Die Veränderung der Bevölkerungsstruktur ist schon lange kein Zukunftsthema mehr: Touristen und Passanten am Kölner Aquädukt im Sommer 2024. (© picture-alliance, Panama Pictures | Christoph Hardt)

Hinweis

Der Beitrag ist eine vollständige, aktualisierte und ergänzte Fassung der im Jahr 2018 entwickelten und 2019 erschienenen Story „Demografischer Wandel: Wachsen, Schrumpfen, Älterwerden”, die aus technischen Gründen nicht mehr verfügbar ist. Die Video-Interviews mit der Soziologin Michaela Kreyenfeld und dem Statistiker Gerd Bosbach wurden in Teilen gekürzt, entsprechen aber weiterhin dem Stand der Debatte von 2018.

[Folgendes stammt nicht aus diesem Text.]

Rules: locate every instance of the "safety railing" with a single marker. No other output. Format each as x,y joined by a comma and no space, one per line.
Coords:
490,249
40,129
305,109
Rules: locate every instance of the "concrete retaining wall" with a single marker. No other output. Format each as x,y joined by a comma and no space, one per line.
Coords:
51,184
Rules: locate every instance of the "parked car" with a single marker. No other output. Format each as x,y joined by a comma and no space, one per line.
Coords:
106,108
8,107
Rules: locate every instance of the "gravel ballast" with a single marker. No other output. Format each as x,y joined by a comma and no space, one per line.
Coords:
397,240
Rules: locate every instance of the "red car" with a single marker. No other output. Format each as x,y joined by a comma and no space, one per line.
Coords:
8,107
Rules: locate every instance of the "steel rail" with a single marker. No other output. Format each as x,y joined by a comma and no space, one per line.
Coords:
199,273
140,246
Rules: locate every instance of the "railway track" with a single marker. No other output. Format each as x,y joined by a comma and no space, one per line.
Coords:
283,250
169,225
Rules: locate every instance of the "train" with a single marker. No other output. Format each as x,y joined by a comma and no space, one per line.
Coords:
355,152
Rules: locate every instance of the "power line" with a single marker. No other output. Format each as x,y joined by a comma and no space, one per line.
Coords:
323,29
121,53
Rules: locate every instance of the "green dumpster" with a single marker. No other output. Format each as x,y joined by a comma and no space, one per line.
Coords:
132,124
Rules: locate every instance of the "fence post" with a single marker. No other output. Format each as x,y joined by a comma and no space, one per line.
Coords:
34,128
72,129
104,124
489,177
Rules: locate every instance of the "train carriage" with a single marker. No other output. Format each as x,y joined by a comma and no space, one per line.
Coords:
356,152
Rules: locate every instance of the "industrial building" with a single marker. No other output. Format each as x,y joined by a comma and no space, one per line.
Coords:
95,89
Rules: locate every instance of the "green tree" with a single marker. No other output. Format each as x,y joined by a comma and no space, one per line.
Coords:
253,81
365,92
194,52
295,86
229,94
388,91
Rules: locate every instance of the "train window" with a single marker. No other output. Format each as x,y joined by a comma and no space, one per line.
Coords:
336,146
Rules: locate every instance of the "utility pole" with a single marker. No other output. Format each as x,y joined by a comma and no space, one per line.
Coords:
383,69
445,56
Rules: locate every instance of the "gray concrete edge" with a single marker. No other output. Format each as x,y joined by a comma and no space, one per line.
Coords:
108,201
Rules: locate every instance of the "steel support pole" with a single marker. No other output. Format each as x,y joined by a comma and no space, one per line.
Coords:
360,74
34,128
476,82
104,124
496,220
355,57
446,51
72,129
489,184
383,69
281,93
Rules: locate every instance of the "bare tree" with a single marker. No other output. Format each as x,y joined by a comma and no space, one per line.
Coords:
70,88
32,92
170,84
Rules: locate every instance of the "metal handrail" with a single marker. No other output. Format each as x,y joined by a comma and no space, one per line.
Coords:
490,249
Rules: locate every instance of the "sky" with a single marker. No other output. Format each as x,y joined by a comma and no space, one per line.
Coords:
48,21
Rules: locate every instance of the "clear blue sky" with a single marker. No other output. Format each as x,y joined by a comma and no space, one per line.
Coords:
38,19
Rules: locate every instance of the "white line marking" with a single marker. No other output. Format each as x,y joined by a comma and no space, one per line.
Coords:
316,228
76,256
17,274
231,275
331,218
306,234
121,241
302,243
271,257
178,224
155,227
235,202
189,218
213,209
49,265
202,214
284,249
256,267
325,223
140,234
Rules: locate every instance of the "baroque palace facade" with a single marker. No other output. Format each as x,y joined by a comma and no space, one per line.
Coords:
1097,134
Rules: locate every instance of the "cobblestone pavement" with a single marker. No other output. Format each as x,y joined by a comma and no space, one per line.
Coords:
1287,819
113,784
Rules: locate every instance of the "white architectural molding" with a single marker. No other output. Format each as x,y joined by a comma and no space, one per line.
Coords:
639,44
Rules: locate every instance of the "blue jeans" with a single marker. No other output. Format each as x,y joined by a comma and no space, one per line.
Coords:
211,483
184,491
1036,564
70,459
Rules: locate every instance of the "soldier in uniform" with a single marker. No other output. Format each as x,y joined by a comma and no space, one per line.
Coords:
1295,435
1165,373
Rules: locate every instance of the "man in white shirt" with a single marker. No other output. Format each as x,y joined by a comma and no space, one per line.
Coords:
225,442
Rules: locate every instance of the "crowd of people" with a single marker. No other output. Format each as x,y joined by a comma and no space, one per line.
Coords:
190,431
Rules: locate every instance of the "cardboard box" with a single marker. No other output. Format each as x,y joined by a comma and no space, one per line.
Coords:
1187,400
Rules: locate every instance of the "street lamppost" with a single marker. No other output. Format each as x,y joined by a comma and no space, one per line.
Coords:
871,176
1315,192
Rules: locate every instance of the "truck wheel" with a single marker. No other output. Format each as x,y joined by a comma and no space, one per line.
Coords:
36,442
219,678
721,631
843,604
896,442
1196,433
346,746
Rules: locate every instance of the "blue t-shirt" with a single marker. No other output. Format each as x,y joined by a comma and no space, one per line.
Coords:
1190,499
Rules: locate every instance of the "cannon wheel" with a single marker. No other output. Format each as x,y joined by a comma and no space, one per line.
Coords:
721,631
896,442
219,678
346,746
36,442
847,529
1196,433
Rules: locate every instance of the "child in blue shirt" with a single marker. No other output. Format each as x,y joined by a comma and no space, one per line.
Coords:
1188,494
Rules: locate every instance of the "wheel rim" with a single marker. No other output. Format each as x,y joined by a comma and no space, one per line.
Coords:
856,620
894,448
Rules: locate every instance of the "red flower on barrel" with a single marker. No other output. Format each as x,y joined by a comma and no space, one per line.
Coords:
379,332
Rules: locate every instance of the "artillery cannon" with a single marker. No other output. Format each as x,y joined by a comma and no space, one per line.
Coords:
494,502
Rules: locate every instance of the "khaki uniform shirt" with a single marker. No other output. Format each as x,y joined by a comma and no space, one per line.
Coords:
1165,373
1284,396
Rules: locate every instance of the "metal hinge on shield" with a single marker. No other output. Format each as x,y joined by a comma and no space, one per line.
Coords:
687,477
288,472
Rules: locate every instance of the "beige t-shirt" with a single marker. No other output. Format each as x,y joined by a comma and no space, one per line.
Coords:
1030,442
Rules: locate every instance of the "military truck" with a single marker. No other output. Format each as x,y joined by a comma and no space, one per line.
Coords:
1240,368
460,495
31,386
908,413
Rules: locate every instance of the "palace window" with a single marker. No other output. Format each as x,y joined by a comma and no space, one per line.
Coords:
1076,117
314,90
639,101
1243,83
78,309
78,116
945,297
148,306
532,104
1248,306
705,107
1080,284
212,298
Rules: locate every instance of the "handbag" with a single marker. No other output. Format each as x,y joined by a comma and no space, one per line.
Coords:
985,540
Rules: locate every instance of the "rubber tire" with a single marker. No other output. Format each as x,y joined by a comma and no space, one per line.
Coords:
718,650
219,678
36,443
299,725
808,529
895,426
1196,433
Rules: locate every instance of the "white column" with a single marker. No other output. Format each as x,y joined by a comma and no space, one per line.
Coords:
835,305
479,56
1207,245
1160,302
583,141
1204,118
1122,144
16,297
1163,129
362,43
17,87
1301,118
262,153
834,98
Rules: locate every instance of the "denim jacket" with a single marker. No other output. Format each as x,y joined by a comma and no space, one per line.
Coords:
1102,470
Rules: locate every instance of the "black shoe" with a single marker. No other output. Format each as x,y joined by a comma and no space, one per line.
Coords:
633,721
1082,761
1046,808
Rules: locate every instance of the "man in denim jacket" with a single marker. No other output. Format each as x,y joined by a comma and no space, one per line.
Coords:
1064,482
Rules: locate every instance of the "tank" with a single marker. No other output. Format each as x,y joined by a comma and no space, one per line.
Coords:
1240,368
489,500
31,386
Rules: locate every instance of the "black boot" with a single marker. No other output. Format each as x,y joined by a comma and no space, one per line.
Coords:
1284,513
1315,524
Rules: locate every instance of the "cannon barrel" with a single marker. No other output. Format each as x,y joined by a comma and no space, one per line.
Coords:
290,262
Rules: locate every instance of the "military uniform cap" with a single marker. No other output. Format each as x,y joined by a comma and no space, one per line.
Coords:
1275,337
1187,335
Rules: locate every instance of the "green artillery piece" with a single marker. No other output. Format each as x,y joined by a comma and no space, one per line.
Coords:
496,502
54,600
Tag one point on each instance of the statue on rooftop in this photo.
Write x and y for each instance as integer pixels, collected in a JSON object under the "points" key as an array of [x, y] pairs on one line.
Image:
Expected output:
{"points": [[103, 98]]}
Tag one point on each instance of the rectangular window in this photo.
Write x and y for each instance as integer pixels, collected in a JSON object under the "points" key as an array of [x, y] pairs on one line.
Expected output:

Megatrend Demografischer Wandel

  • Deutschland wird älter: Weniger junge, mehr ältere Menschen – allein durch Zuwanderung ist die Bevölkerungszahl nicht gesunken

  • Drei entscheidende Faktoren: Geburtenrückgang, steigende Lebenserwartung und Migration verändern die Gesellschaft mit Folgen für Rente, Pflege oder Arbeitsmarkt

  • Kontroverse: Die Debatte um den demografischen Wandel schwankt zwischen Alarmismus und Zuversicht

Der demografische Wandel ist neben der Digitalisierung und dem Klimawandel ein Megatrend. Dabei ist die Veränderung der Bevölkerungsstruktur schon lange kein Zukunftsthema mehr: Auch Deutschland steckt seit Jahren mittendrin.

Ein Effekt des Wandels ist, dass Deutschland „älter“ wird. Die Zahl jüngerer Menschen sinkt, die Zahl älterer steigt. Damit wächst auch das jährliche Geburtendefizit: Das heißt, es gibt mehr Todesfälle als Menschen geboren werden. Zugleich ist die Bevölkerung in den vergangenen Jahrzehnten nicht geschrumpft, sondern gewachsen. Ende 2024 lebten über 83 Millionen Menschen in Deutschland, das waren knapp 100.000 Menschen mehr als 2023.

Nach der deutschen Einheit waren die jährlichen Bevölkerungszahlen stagnierend bis rückläufig. Seit 2011 steigen sie wieder: Grund dafür ist die Nettozuwanderung – das heißt, es wandern mehr Menschen nach Deutschland ein als aus. Doch das Wachsen und Schrumpfen der Bevölkerungszahlen verläuft mit regionalen Unterschieden: Während die Bevölkerung in Großstädten zunimmt, wandern Menschen aus ländlichen Regionen ab, was wiederum zur demografischen Alterung beiträgt.

Die Debatte: Folgen des Wandels

Entscheidend für die Bevölkerungsentwicklung sind drei Faktoren: die Zahl der Geburten, die Zahl der Sterbefälle sowie die Zu- und Abwanderung. Verändern sich diese Faktoren anhaltend und ihr Verhältnis zueinander hat dies Folgen für Größe und Altersstruktur der Bevölkerung.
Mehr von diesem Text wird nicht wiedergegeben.